We present a full implementation and simulation of a novel quantum reinforcement learning method. Our work is a detailed and formal proof of concept for how quantum algorithms can be used to solve reinforcement learning problems and shows that, given access to error-free, efficient quantum realizations of the agent and environment, quantum methods can yield provable improvements over classical Monte-Carlo based methods in terms of sample complexity. Our approach shows in detail how to combine amplitude estimation and Grover search into a policy evaluation and improvement scheme. We first develop quantum policy evaluation (QPE) which is quadratically more efficient compared to an analogous classical Monte Carlo estimation and is based on a quantum mechanical realization of a finite Markov decision process (MDP). Building on QPE, we derive a quantum policy iteration that repeatedly improves an initial policy using Grover search until the optimum is reached. Finally, we present an implementation of our algorithm for a two-armed bandit MDP which we then simulate.

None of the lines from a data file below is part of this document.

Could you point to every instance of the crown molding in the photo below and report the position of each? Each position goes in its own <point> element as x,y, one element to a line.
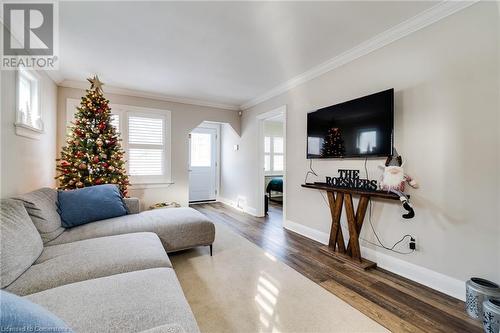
<point>143,94</point>
<point>420,21</point>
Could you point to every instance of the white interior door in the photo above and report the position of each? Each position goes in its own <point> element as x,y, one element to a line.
<point>202,164</point>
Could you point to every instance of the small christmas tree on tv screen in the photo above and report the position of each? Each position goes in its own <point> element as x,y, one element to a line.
<point>333,146</point>
<point>93,153</point>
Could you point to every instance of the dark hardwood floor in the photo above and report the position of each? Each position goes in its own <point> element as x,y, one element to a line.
<point>399,304</point>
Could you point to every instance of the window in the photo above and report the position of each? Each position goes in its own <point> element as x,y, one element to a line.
<point>28,114</point>
<point>146,146</point>
<point>273,155</point>
<point>145,135</point>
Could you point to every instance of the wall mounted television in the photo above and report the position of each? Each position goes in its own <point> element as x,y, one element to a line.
<point>362,127</point>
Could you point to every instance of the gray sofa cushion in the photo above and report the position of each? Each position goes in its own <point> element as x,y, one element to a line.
<point>89,259</point>
<point>20,241</point>
<point>42,208</point>
<point>129,302</point>
<point>178,228</point>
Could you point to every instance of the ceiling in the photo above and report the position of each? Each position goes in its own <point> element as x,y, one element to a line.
<point>218,52</point>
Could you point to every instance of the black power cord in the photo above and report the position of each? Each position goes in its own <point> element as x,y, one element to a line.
<point>380,244</point>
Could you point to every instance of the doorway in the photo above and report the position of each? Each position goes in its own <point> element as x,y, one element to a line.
<point>272,165</point>
<point>204,163</point>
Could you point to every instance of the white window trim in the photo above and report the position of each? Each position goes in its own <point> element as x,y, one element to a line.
<point>271,171</point>
<point>123,111</point>
<point>23,129</point>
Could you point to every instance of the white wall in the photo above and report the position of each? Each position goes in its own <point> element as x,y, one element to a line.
<point>27,164</point>
<point>446,81</point>
<point>184,118</point>
<point>273,128</point>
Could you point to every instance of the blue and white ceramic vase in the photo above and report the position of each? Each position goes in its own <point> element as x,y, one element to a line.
<point>491,315</point>
<point>477,290</point>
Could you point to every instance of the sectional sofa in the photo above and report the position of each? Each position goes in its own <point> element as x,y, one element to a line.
<point>112,275</point>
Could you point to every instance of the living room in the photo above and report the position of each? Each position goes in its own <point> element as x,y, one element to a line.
<point>250,166</point>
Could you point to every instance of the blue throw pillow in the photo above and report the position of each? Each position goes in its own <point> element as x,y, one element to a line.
<point>90,204</point>
<point>20,315</point>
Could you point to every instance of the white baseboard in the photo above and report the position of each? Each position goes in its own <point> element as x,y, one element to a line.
<point>249,210</point>
<point>311,233</point>
<point>432,279</point>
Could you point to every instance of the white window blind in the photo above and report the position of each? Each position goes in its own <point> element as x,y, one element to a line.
<point>145,162</point>
<point>28,100</point>
<point>115,122</point>
<point>145,135</point>
<point>145,130</point>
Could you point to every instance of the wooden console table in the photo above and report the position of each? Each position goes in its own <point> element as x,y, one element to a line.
<point>338,197</point>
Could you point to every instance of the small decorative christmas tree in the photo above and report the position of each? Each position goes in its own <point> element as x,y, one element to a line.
<point>93,154</point>
<point>334,144</point>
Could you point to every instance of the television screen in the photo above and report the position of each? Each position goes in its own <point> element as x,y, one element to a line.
<point>357,128</point>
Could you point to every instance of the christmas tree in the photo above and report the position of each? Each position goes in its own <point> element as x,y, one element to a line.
<point>93,153</point>
<point>334,144</point>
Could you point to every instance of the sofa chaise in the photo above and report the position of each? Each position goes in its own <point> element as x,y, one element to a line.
<point>112,275</point>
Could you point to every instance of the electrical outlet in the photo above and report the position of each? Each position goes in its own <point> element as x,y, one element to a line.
<point>412,244</point>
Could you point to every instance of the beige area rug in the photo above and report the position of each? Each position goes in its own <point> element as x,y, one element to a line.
<point>244,289</point>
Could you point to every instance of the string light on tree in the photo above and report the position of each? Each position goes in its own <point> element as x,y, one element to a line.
<point>93,153</point>
<point>334,144</point>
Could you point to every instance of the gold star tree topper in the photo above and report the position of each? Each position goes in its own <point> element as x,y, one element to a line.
<point>95,83</point>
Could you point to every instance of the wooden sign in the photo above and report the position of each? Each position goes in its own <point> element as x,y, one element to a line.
<point>350,179</point>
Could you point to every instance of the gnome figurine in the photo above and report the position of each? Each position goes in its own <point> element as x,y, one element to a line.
<point>394,179</point>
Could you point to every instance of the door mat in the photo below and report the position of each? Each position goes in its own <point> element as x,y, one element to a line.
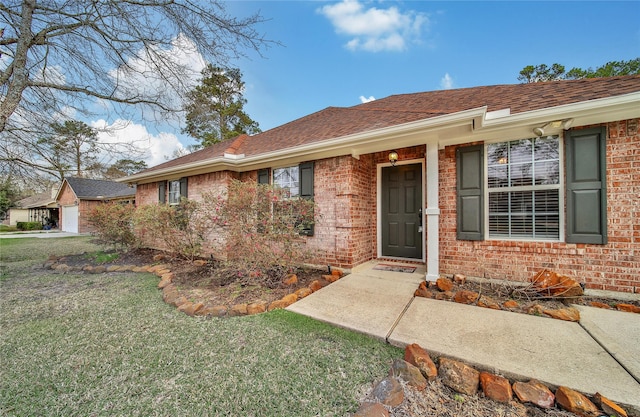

翻译：我们提出了一种新颖的量子强化学习方法的完整实现与仿真。本研究详细且正式地证明了量子算法可用于解决强化学习问题的概念，表明在获得无误差、高效的智能体与环境量子实现的前提下，量子方法在样本复杂度上可相较于经典蒙特卡洛方法带来可证明的提升。我们的方法详细展示了如何将幅度估计与Grover搜索结合到策略评估与改进方案中。我们首先发展了量子策略评估（QPE），该方案基于有限马尔可夫决策过程（MDP）的量子力学实现，其效率相较于经典蒙特卡洛估计呈二次方提升。基于QPE，我们推导出量子策略迭代算法，该算法通过Grover搜索反复改进初始策略直至达到最优。最后，我们针对双臂匪徒MDP实现了该算法并进行了仿真。